The United States invited two women who had defected from North Korea and are now living in the United States. Nikki Haley, the US ambassador, asked the women to stand before she denounced the Kim Jong Un regime for spending all its money on nuclear weapons and ballistic missiles, while its people go hungry. She argued that in fact, human rights are inextricably linked to international issues: Haley said that, by systematically keeping his people down, Kim Jong Un is mustering the strength he needs to develop an effective nuclear arsenal:

“The systematic human rights violations and abuses of the North Korean government are more than the cause of its people’s suffering. They are a means to a single end: Keeping the Kim Jong Un regime in power. The regime is using that power to develop an unnecessary arsenal and support large conventional military forces that pose a grave risk to international peace and security. Their menacing march towards nuclear weapons begins with the oppression and exploitation of ordinary North Korean people. Through the export of workers abroad to earn hard currency and the use of forced labor at home, the regime uses its people to underwrite its nuclear and ballistic missile programs.”

UN reports estimate that at least half of North Korea’s citizens suffer from “food insecurity” – which means they simply don’t get enough to eat. Crucially, this includes many pregnant and nursing women, as well as children under the age of five, who risk permanent damage from malnutrition. The UN estimates that half of North Koreans also suffer from “medical security,” meaning that they have no access to the doctors and medicine they need.
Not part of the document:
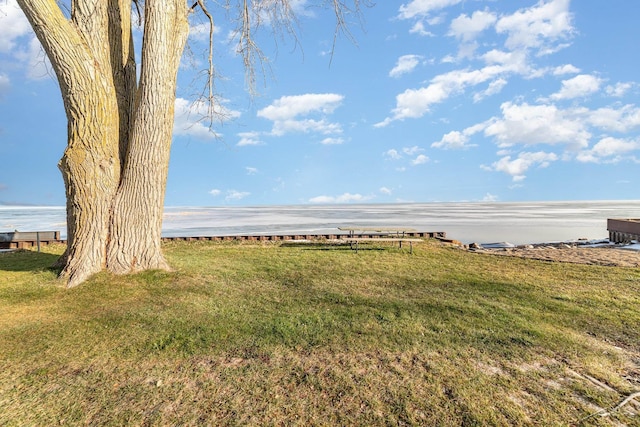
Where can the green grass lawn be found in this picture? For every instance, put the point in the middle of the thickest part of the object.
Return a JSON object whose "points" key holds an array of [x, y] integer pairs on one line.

Japan’s ambassador Koro Bessho pointed out that North Korea has forcibly kidnapped many Japanese citizens, including a 13-year-old girl. These kidnapped citizens have never been returned home; their families have no news of them. Bessho pointed out that their families are getting older – some have passed away without ever seeing their kidnapped loved ones again. “There is no time to waste,” he said, urging the international community to take action.

“Even George Orwell would be surprised” by conditions in North Korea, the ambassador of Ukraine said, as he listed some of the crimes against humanity committed in North Korea – torture, rape, forced labor, capital punishment for religious or political dissent.

After the Security Council meeting, the United States organized a side event in which Michael Kirby, the author of a 2014 UN report on North Korea, discussed some of the human rights atrocities in North Korea. He described a young woman who had been forced to drown her newborn child in a river, as a punishment for defecting and marrying a non-Korean man. He described starvation, concentration camps, and torture.

Few people disagree that human rights conditions in North Korea are abysmal. The question is, will the United Nations do more than merely talk about this issue? Is this, in fact, only a bit of theater? Or will something more be done?